Anchoring “data-driven thinking” in the company is a long-term project. Nevertheless, in order to be able to start using data in a structured way today and to continuously expand it, a roadmap for projects with concrete descriptions of problems and solutions is needed. Companies should define the goals and identify the right data sources and analysis methods.

Questions about the required software, hardware, team organisation and staff qualifications also need to be clarified. Data analytics in general and artificial intelligence in particular require a lot of good quality data in the right places. A data strategy works towards these goals. It can thus also be understood as a business plan for data use, which describes the goals and prerequisites for this use, but also clarifies further requirements, limits and the procedure.

Not only for large companies
The possibilities for data use are almost unlimited if access to data sources external to the company is also included in the data strategy. Even medium-sized companies today have a large treasure trove of data from internal sources. This can be used, for example, to optimise purchasing processes and supply chains, to better understand customer demands and to assess internal financial risks more accurately. A data strategy is therefore not only interesting for large companies. In many cases, start-ups are also building their business model directly on data and AI.

For some companies, digital strategies are less important because their business revolves around e-commerce anyway, for example, or was founded directly on digital platforms. This is often not the case for companies from traditional industry, for example, if they are driving digitalisation via machine networking in the sense of Industry 4.0 and interlinking production facilities much more closely with IT systems.

Such companies need a clearly formulated strategy on how digitalisation and the transformation associated with it are to be managed and driven forward. A data strategy that describes how machine data is to be stored and evaluated should then either be separated out as a separate strategy work or formulated as a fixed component of the digital strategy.

A senior data scientist is not enough
Whereas just a few years ago there were often calls to establish data science as a separate discipline in the company and to hire data scientists, today most large companies and also many medium-sized companies have such specialists. But despite the high level of competence of Data Scientists, many companies are disillusioned when it comes to their impact.

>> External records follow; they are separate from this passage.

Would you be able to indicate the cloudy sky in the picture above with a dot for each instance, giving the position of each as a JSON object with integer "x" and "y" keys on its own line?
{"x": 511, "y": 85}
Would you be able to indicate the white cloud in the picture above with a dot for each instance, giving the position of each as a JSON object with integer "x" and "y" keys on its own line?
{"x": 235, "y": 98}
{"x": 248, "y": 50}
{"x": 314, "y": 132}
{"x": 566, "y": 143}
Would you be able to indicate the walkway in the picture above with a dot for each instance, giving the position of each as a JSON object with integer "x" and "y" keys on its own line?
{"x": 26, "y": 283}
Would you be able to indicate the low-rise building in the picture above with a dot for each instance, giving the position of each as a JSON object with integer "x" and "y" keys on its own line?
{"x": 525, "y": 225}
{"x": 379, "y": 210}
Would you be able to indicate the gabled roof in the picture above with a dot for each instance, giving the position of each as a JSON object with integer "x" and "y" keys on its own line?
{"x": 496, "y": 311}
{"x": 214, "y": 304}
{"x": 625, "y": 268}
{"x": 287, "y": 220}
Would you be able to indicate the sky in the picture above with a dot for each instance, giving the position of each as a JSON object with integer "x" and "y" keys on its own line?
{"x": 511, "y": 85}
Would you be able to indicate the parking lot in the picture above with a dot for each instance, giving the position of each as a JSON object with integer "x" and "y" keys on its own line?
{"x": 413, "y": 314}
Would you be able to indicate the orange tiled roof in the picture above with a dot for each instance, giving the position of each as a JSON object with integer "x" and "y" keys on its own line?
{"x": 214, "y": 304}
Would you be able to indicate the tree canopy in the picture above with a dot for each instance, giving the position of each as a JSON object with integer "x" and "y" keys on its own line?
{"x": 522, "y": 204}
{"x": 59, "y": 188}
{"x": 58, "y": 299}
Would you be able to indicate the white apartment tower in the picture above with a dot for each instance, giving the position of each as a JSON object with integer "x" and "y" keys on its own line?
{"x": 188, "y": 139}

On the one hand, because there is a lack of good data engineers who can efficiently collect data in databases and effectively provide it via interfaces. On the other hand, because the data scientists are often left alone by the management. There may be a prejudice here that data science is a self-contained area of applied research.

It would make more sense to consider it as an interdisciplinary cross-sectional function for all other departments. Even the best data scientist has no effect in the company if his findings are not used or implemented in projects due to a lack of openness. And even very motivated Data Scientists can only swim against the tide for a limited time.

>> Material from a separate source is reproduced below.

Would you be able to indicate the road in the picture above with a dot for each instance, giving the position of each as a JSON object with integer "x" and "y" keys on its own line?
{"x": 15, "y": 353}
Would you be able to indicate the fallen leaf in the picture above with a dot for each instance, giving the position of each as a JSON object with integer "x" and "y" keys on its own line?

Moreover, data scientists do not have data competence to themselves. All other technical staff should also have at least a basic understanding. After all, even central departments such as those for business intelligence or the more experimental data labs cannot manage without expertise from the respective departments.

This becomes visible at the latest when it comes to putting analysis systems into production. Moreover, the really useful solutions do not come from a central location, but directly from the departments. No company becomes “data-driven” through a central department.

This development must run through the entire organisation. Companies therefore need a general data competence, not only among the specialists, but also among the managers. The latter must advocate solution-oriented thinking, always keeping in mind the role that data can play in this.